I was deeply moved this week by the images of Muslim and Jewish leaders visiting the former Nazi German death camp, Auschwitz, together to share Jewish and Islamic prayers of commemoration, days before the 75th anniversary of the site’s liberation. To be among the children of Holocaust survivors and members of the Islamic and Jewish communities, they said, was both a ‘sacred duty’ and a ‘profound honour’.
The Holocaust is a horrifyingly dark chapter in our history, an event that jeopardised the very bedrock of our civilisation. At the extermination camp of Auschwitz-Birkenau, it is estimated over a million innocent people were killed due to the twisted, hateful ideology of the Nazis. Those that have visited Auschwitz-Birkenau, as I have, are often lost for words. You cannot help but feel numbness and sorrow.
In total over six million Jewish people were senselessly murdered as well as millions of others whose background, abilities or beliefs did not fit with the Nazi ideology; Poles, Serbs, Romani, LGBT+, and people living with disabilities and health conditions to name a few.
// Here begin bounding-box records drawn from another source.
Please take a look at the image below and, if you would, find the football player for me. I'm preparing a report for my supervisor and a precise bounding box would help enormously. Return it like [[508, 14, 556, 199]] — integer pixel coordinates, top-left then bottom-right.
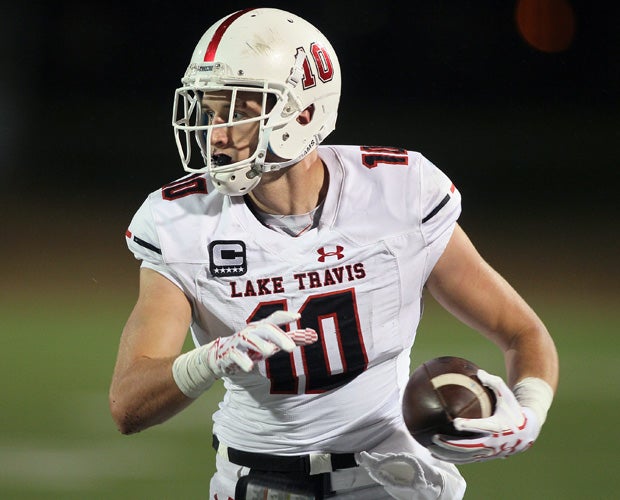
[[110, 8, 558, 500]]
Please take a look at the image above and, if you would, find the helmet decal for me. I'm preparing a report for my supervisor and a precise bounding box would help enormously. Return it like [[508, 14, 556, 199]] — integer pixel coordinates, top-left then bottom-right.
[[204, 8, 255, 62], [172, 8, 341, 196]]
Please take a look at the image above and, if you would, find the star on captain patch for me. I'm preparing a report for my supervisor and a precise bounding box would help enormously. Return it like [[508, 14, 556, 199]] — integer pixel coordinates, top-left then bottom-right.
[[209, 240, 248, 278]]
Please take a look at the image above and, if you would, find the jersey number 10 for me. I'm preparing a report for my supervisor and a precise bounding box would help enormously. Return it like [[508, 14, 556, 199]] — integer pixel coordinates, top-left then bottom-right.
[[249, 288, 368, 394]]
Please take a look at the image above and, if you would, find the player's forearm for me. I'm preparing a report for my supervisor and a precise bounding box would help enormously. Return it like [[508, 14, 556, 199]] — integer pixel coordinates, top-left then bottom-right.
[[109, 358, 193, 434], [504, 318, 559, 391]]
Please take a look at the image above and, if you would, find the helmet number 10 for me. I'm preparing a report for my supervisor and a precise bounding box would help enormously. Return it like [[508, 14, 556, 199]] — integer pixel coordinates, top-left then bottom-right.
[[297, 42, 334, 90]]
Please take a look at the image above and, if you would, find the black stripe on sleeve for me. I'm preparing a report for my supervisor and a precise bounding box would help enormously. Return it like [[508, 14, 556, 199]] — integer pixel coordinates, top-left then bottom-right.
[[422, 194, 450, 224], [133, 235, 161, 255]]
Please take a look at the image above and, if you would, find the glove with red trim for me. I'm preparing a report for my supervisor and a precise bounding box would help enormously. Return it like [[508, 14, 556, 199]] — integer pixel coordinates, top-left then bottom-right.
[[172, 311, 318, 398], [429, 370, 542, 464]]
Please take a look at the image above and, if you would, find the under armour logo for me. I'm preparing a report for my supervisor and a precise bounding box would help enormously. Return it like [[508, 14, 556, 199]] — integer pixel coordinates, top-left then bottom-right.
[[317, 245, 344, 262]]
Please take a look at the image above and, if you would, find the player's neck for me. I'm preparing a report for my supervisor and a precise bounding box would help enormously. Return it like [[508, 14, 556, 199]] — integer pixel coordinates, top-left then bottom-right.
[[248, 153, 329, 215]]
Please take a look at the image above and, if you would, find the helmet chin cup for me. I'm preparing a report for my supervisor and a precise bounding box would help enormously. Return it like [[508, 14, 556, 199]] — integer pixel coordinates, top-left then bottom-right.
[[172, 8, 340, 196], [209, 166, 261, 196]]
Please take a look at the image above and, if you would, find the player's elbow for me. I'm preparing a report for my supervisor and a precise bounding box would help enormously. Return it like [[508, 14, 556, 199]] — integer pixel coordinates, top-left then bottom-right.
[[108, 392, 142, 435]]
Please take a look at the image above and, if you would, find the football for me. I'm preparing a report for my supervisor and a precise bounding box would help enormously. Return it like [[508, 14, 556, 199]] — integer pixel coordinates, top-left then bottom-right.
[[402, 356, 495, 446]]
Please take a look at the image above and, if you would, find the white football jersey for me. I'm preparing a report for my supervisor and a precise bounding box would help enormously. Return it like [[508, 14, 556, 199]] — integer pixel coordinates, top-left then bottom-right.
[[127, 146, 461, 455]]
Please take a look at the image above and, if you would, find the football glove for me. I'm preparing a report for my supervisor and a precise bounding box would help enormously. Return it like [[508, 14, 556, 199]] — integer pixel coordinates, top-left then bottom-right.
[[172, 311, 318, 398], [429, 370, 542, 464], [357, 451, 443, 500]]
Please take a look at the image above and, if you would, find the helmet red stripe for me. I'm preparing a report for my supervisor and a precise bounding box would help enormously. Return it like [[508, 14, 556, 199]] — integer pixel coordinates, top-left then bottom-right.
[[204, 8, 255, 62]]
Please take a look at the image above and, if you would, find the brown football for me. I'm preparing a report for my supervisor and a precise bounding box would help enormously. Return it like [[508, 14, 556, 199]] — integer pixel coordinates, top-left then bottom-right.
[[403, 356, 495, 446]]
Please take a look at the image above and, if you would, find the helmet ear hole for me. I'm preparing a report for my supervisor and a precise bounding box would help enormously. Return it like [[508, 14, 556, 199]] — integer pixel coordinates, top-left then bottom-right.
[[297, 104, 314, 125]]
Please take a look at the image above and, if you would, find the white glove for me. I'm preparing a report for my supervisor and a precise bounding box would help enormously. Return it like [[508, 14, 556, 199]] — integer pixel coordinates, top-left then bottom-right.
[[357, 451, 443, 500], [429, 370, 542, 464], [172, 311, 318, 398]]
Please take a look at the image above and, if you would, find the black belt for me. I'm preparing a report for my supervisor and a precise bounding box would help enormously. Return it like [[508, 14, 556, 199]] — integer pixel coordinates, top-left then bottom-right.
[[213, 435, 357, 474]]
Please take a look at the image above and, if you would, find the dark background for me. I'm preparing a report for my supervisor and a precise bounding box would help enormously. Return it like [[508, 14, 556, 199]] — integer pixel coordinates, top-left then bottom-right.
[[0, 0, 620, 290]]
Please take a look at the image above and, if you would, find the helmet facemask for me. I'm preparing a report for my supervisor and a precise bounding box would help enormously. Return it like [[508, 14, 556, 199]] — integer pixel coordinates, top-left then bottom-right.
[[172, 9, 340, 195]]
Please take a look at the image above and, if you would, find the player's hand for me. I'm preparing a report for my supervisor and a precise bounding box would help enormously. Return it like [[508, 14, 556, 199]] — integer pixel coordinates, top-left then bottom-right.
[[429, 370, 541, 464], [357, 451, 443, 500], [172, 311, 318, 398], [206, 311, 318, 378]]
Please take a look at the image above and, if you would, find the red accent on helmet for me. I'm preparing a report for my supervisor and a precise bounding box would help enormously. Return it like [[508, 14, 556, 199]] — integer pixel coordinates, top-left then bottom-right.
[[204, 8, 255, 62]]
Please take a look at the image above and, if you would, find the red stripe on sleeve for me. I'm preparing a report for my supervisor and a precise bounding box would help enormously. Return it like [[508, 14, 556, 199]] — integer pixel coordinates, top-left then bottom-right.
[[204, 8, 255, 62]]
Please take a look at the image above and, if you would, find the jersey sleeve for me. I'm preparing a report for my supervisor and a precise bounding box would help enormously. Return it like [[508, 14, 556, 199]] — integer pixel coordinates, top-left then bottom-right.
[[420, 157, 461, 279], [125, 198, 183, 289]]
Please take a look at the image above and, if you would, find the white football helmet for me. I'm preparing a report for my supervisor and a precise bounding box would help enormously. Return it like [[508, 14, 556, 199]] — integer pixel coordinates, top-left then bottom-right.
[[172, 8, 340, 195]]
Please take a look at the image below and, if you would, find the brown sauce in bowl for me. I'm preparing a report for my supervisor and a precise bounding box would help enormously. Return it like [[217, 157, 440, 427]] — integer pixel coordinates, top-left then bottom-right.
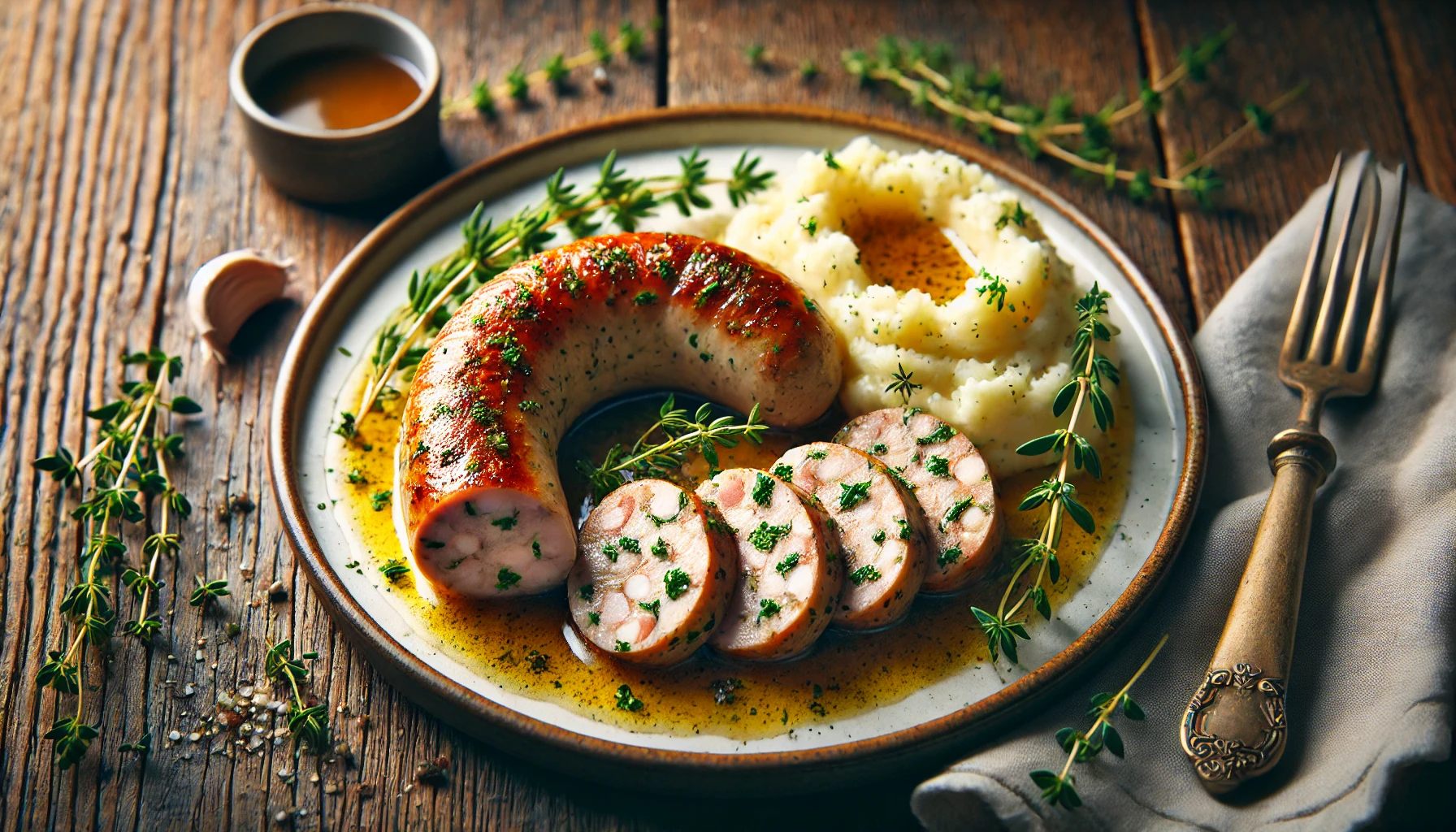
[[250, 50, 422, 130]]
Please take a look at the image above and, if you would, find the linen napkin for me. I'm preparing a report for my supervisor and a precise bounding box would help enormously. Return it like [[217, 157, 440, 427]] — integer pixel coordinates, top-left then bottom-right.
[[912, 158, 1456, 832]]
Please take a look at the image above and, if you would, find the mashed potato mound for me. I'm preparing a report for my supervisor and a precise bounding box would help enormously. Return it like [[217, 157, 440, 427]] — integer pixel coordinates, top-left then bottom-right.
[[721, 137, 1103, 476]]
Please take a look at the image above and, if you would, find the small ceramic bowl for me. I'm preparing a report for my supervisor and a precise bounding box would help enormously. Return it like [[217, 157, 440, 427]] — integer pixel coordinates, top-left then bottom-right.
[[228, 3, 440, 204]]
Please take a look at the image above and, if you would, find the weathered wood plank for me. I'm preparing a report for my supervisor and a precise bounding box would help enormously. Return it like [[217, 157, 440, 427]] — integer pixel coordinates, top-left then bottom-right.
[[669, 0, 1193, 333], [0, 0, 656, 829], [1138, 0, 1412, 321], [1377, 0, 1456, 202]]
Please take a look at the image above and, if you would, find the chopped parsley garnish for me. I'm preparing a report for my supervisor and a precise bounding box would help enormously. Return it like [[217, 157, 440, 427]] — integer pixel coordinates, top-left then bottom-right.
[[914, 421, 956, 444], [752, 472, 774, 505], [618, 684, 644, 711], [941, 497, 976, 532], [368, 491, 395, 511], [662, 570, 693, 600], [748, 520, 794, 552], [774, 552, 800, 577], [693, 280, 717, 309], [838, 479, 871, 511], [495, 567, 522, 589]]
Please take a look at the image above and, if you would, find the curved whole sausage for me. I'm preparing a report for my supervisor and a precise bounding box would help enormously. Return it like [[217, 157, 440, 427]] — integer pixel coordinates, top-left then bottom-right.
[[395, 233, 840, 597], [566, 479, 739, 665], [697, 468, 843, 660], [834, 408, 1004, 593]]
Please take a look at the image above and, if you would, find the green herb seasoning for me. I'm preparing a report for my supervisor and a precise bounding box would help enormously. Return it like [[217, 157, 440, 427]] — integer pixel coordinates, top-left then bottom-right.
[[838, 479, 869, 511], [752, 472, 774, 505], [774, 552, 800, 577], [748, 520, 794, 552], [495, 567, 522, 590], [662, 570, 693, 600]]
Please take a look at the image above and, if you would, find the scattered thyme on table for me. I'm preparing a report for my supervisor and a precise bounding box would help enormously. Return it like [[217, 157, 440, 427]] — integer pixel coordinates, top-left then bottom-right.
[[1029, 634, 1168, 808], [344, 147, 774, 428], [973, 283, 1120, 665], [833, 26, 1306, 208], [33, 349, 205, 769]]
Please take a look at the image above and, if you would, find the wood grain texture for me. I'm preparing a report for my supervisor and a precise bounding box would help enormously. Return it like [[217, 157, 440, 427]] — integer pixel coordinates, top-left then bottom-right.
[[669, 0, 1193, 328], [1377, 0, 1456, 202], [0, 0, 1456, 832], [1138, 0, 1415, 321]]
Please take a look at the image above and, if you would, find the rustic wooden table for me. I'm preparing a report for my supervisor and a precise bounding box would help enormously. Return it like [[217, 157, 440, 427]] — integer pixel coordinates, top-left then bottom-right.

While today marks the anniversary of the liberation of Auschwitz-Birkenau, we must also face the fact that Britain, like its neighbours, is experiencing an increase in far-right extremism too. Therefore, it is also our ‘sacred duty’ to remember this repugnant massacre and other genocides that have threatened our global society.
Shocking statistics revealed by the Holocaust Memorial Day Trust last year show 2.6 million British people think the Holocaust is a myth, and almost two-thirds of the British public either grossly underestimate, or do not know how many died. Because the scale of devastation is so difficult to grasp, we must never forget it.